I frowned a little, as I heard him hang up. Eight years old, and yet he sounded just like his dad on the phone, give or take a few octaves; the same accent, the same intonation, and even a hint of the same authority in his voice. I took a strong hit of nostalgia.

There were some things I liked about my ex. Hell, face it, woman, there still are, and that voice of his is one of them, that and his presence; charisma is an over-used word but Bob has it, no question, and so, when you see him among his peer group, has James Andrew.

When Bob made his ‘we’ve fallen out of love’, speech, I went along with it, even though it wasn’t entirely true on my part. If I had told him so, it might have sounded like I was pleading with him, and that is one thing I have never done: this gal has way too much pride for that. Besides he was right about the nub of it, our relationship was a mess and was finally broken beyond repair: probably.

I’ve always been good at loving Bob. I was crap at being married to him, that was all. Yes, I gave him a hard time when I came back to Edinburgh to my new job, but that doesn’t mean that I’m incapable of wishing him well, or that I never worry about him any more.

As an example, I was concerned about the way he had been at the grave site the night before: there had been something not quite right about it. I hadn’t expected him to turn up, but he must have known that there was a fair chance I’d be the attending pathologist, so I couldn’t put it down to shock at my presence, or even mild surprise.

Embarrassment? Hardly, for two of the people there didn’t know me from Eve, and he and I are an open book as far as Mario and Jack McGurk are concerned.

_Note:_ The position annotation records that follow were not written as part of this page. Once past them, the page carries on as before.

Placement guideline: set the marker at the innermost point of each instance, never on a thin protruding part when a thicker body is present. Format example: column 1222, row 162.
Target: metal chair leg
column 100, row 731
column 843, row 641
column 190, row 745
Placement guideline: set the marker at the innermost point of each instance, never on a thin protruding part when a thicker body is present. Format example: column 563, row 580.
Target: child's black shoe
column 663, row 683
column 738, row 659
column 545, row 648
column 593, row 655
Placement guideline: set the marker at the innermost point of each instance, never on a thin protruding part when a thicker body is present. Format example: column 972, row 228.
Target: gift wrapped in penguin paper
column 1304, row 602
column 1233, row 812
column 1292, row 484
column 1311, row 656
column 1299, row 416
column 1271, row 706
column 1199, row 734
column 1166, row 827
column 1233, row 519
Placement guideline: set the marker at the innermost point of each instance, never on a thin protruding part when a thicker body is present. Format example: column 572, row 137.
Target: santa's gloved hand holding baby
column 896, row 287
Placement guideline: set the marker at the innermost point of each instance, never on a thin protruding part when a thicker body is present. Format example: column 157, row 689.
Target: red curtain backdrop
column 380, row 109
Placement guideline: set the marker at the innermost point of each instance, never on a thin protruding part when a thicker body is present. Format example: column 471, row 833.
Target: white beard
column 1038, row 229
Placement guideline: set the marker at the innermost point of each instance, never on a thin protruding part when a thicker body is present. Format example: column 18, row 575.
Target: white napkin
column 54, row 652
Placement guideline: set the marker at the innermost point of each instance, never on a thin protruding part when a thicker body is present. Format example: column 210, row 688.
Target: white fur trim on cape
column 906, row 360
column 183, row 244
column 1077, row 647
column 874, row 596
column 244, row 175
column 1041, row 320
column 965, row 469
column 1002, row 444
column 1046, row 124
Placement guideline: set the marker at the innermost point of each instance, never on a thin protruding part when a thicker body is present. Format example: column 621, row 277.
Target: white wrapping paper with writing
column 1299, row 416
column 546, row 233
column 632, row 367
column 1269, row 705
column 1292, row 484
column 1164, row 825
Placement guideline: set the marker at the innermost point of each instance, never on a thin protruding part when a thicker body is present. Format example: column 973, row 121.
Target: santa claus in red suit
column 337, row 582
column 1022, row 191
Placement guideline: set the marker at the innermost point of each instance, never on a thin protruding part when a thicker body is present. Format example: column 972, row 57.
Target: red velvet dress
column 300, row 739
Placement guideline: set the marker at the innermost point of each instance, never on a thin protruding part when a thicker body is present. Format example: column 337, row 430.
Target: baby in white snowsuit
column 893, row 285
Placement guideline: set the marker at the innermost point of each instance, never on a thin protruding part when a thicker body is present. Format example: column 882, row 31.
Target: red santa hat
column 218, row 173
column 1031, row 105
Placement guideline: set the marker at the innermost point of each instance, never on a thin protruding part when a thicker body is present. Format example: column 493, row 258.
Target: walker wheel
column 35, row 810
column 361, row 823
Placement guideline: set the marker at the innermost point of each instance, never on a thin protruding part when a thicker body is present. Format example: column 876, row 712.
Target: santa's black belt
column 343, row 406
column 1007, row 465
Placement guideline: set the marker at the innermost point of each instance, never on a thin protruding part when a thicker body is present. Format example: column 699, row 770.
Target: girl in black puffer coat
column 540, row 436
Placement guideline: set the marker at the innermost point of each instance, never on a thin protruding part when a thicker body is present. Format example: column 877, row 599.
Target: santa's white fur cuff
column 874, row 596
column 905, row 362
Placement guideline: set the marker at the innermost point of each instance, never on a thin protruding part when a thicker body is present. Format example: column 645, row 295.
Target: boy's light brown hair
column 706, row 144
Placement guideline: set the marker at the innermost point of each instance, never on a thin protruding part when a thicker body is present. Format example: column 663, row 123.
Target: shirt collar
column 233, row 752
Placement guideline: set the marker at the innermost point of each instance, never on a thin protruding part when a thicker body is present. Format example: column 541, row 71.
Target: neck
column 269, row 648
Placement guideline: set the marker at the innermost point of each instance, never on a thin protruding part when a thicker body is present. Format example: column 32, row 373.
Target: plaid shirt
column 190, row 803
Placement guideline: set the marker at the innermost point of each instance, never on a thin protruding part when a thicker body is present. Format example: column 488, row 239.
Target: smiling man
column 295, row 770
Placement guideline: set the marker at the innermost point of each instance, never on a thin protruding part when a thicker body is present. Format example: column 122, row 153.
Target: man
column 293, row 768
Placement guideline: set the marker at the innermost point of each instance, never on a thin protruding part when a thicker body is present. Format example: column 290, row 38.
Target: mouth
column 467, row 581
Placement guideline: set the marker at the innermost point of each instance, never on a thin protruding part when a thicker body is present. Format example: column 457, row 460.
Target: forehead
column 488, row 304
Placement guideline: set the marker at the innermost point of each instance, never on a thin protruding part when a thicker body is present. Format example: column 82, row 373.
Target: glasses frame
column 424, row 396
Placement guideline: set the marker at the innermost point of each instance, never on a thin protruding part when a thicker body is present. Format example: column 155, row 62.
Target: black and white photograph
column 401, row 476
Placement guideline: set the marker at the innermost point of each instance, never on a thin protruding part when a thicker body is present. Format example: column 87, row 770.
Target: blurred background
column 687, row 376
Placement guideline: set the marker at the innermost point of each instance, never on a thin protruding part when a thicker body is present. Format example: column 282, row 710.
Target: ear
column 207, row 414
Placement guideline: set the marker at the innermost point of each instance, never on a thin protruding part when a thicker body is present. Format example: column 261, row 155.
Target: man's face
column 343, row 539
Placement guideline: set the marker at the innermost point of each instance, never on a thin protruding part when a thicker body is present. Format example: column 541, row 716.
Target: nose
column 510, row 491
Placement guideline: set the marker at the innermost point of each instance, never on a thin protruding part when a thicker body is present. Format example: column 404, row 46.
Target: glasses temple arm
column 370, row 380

Professional difficulties? Not a chance. Bob has supreme confidence in his ability to do his job. I’ve seen him in the most stressful conditions that the most gifted crime fiction writer could imagine, and I’ve never known him to be rattled.

Trouble at home? No, that couldn’t be. Bob was never one for silent huffing and if there had been a barney between him and Aileen, surely I’d have picked up a whiff of it from Mark, a sensitive kid who’d have been upset by it. But hold on, the kids were with me, so. .

‘No, couldn’t be,’ I murmured. ‘It’s paradise in Gullane these days, Sarah, remember.’ But something had unsettled him: I was sure of that.

I set the thought aside and looked at the lab results from my morning autopsy. I scanned though all the tests and analyses, looking for anything that might have been a contributory factor to the fatal collapse, but there was nothing.

I’d left the stomach contents till last. It’s the only part of a postmortem examination that makes me feel at all squeamish. I do not read the entrails if I can avoid it; instead I leave it to the lab to analyse the deceased’s last meal. I glanced at it, saw ‘chicken’ and almost set it aside; then I had a second look and reached for the phone.

I dug out the card that I’d made DC Haddock give me and dialled the direct number of the Torphichen Place CID suite. It was he who answered.

‘Sauce,’ I began, ‘this is Sarah Grace. Have you identified your man yet?’

‘No, Doctor,’ he admitted, ‘not yet; we’re exploring possibilities but we haven’t had a result. Are you going to tell me you’ve found that bar code after all? If you have, I hate to think where it was.’

I laughed: I was getting to like the kid. There was a self-confidence about him, but it stopped well short of the arrogance I’ve seen in quite a few cops. ‘No,’ I told him, ‘I can’t put a name to him, but I might let you focus your search a little more tightly.’

‘How?’

‘Circumcision,’ I said. ‘How much do you know about it?’

‘I know I don’t fancy it, not at my age,’ he replied, cheerfully. ‘Aside from that, it means you’re Jewish, doesn’t it?’

‘That’s the stereotypical UK gentile image,’ I conceded, ‘but actually, those boys don’t hold the copyright by any means. Nobody lines them up and counts them but I’ve seen figures that suggest that about half of the American male population is circumcised. In the Jewish faith, the practice is regarded as a command from God, but it’s also widespread in Islamic peoples. Among the rest it’s seen as precautionary, or even therapeutic; there’s evidence that it lessens your chances of contracting sexually transmitted diseases. The World Health Organisation estimates that worldwide around one in three men are circumcised and that two-thirds of those are Muslim.’